And here, in sleepy Bon Temps, telepathic waitress Sookie Stackhouse
is there when the town's first vampire turns up and is almost immediately
set upon by a pair of vampire-drainers. While normally Sookie tries
to block her "disability", as she refers to her telepathy, when a newcomer
gets such an unfriendly welcome she just has to intervene and save the
day, and the vampire. In fairly rapid order, an old classmate of Sookie's
is found strangled. Sookie's dead former friend has old vampire bites
on her groin (good blood supply), so she was clearly a "fang-banger".
And now, a murdered fang-banger... While strangulation is not a vampire
method (they have far better ways of killing) and the bites are old,
the newly-arrived vampire becomes a convenient suspect. Sookie must
put her telepathy to good use and investigate if she is to protect the
newly-arrived vampire and her brother, another suspect.
All this conveniently sets the scene for what will be a series of Sookie
Stackhouse supernatual whodunnit romances, with her
undead sidekick, the vampire Bill Compton.
Perhaps the most intriguing challenge with this premise, both for the
reader and as a technical exercise for the author, is how on earth you
write a whodunnit with a telepathic protagonist... Taken literally,
there could be no drama, just "oh, so it was you". So we need obstacles,
rules that will prevent our detective from reading the answers too quickly,
and the danger here is that these obstacles are all too clearly put
there by the author to make things supenseful.

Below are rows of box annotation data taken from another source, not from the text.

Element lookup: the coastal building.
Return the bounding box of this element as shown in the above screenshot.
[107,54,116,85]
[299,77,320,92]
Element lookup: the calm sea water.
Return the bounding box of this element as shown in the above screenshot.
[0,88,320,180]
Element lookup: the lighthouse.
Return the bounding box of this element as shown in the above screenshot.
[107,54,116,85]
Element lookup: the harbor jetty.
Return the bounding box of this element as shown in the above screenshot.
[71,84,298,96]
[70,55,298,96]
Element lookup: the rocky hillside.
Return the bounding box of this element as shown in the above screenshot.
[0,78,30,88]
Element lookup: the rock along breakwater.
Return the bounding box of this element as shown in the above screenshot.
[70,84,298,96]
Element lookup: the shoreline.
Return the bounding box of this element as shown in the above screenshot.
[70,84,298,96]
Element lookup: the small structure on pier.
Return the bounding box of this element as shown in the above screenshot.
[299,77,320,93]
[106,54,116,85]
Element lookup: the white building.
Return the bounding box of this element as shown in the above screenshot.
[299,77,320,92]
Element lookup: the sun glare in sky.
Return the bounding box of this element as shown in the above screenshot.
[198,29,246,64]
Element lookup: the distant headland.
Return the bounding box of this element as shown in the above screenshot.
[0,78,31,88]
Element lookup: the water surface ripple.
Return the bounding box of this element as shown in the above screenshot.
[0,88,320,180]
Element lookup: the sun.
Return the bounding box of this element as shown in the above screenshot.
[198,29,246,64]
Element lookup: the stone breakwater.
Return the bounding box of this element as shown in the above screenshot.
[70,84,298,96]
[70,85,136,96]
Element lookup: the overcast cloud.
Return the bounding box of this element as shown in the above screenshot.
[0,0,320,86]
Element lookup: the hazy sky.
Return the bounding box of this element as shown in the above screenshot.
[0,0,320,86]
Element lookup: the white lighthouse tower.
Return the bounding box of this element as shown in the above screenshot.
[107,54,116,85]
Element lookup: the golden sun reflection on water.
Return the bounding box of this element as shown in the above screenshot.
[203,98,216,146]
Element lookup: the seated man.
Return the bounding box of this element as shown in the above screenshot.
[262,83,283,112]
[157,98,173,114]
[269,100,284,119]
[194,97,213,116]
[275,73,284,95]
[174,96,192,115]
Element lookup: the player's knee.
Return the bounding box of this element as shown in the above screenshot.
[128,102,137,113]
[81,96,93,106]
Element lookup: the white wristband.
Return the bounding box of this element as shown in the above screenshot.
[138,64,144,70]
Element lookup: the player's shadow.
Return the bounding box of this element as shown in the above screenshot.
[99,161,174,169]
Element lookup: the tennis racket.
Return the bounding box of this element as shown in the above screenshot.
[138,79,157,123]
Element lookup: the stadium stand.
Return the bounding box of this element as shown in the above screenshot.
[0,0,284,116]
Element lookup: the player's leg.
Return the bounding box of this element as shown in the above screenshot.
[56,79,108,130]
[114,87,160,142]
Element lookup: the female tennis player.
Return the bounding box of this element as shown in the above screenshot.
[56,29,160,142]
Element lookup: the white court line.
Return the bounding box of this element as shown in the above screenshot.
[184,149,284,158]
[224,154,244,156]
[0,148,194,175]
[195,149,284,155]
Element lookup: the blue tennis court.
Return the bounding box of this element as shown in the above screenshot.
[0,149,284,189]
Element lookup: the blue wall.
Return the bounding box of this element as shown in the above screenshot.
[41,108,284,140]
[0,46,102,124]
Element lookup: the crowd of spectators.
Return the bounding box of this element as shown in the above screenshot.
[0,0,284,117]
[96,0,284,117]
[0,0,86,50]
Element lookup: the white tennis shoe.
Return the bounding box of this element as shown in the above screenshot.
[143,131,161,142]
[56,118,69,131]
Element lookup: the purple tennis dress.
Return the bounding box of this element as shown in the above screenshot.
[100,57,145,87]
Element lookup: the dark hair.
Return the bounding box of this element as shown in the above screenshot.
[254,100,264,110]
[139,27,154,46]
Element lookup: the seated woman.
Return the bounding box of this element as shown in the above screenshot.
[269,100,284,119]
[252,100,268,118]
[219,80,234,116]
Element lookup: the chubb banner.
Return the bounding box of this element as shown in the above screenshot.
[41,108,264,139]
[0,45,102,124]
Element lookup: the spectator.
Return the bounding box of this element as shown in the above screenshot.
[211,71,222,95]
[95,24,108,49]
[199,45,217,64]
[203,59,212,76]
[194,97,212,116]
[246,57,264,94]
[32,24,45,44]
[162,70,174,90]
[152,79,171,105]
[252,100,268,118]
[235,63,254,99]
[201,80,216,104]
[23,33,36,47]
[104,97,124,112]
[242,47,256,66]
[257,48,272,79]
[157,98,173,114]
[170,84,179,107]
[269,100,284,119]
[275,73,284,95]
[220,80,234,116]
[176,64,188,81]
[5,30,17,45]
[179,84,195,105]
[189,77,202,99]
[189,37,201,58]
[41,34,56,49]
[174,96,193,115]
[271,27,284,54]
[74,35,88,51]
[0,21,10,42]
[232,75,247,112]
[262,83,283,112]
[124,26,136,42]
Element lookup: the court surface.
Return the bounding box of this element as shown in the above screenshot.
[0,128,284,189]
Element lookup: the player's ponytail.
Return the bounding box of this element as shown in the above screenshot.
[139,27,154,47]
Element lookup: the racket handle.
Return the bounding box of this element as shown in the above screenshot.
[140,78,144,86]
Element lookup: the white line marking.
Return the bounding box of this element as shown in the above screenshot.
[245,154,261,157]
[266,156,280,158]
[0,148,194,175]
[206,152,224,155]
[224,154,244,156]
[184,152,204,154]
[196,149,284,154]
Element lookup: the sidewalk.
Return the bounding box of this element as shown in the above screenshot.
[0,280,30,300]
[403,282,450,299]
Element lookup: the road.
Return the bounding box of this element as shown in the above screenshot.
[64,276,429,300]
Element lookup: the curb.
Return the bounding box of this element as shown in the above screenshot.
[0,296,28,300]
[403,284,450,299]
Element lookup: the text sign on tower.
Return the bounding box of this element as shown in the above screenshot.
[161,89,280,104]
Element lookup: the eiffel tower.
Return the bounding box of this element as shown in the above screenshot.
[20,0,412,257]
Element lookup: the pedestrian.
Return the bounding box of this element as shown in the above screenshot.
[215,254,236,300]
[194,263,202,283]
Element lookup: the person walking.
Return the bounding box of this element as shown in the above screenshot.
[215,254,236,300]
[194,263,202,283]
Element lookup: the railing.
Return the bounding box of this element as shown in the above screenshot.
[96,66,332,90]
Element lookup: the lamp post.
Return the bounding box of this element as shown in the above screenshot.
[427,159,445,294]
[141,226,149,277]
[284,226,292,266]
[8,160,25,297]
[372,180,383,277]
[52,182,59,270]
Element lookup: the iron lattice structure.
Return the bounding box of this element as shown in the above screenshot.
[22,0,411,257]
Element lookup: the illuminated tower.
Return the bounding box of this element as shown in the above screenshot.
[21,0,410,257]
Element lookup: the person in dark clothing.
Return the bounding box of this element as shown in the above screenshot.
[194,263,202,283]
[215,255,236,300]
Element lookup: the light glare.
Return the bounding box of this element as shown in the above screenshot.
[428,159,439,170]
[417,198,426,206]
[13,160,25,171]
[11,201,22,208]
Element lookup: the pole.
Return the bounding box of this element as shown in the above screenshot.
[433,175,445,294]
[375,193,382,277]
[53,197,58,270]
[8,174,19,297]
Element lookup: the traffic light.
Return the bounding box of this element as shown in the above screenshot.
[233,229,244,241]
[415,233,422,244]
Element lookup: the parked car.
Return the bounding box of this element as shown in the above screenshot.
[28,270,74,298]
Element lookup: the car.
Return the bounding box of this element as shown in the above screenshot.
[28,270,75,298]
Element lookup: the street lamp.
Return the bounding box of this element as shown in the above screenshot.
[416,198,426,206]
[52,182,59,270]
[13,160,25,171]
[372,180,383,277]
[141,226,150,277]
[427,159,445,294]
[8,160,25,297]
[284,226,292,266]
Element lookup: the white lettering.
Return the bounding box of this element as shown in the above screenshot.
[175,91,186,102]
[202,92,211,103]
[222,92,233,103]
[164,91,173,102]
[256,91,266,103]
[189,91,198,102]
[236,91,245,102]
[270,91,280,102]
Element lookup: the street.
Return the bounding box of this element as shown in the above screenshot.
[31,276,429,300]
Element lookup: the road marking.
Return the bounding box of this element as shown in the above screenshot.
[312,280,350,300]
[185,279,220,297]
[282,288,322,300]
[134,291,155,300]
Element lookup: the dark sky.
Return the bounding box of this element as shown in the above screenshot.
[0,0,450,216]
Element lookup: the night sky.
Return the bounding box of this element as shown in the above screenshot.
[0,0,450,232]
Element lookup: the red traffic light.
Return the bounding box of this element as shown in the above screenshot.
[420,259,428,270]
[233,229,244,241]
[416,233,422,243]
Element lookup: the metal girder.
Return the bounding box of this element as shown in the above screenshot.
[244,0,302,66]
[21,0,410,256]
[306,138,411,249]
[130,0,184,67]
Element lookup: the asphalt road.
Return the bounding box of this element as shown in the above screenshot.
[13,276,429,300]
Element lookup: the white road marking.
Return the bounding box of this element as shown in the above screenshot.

Sookie starts out in
the position where she has grown up shutting out other people's mental
jabber, and so this is just her natural mode and she has never really
tried to put her talent to practical use. All of which is just about
convincing, so long as you try not to think too hard about the likelihood
that a child growing up with this ability would really never be tempted
to use it to their advantage. Also, in the first of this series at least,
Sookie doesn't seem to realise she's in a whodunnit for most of the
book, so it doesn't even occur to her to use her ability to test suspects;
which, given what's at stake for the two men in her life, is a little
harder to swallow. This kind of artifice can't last, though, and by
the second story Sookie is learning to master her ability. There are
still moments when the reader can't help but wonder why she's not even
trying to read minds, but generally the balancing act works, and the
suspense is certainly high in these books.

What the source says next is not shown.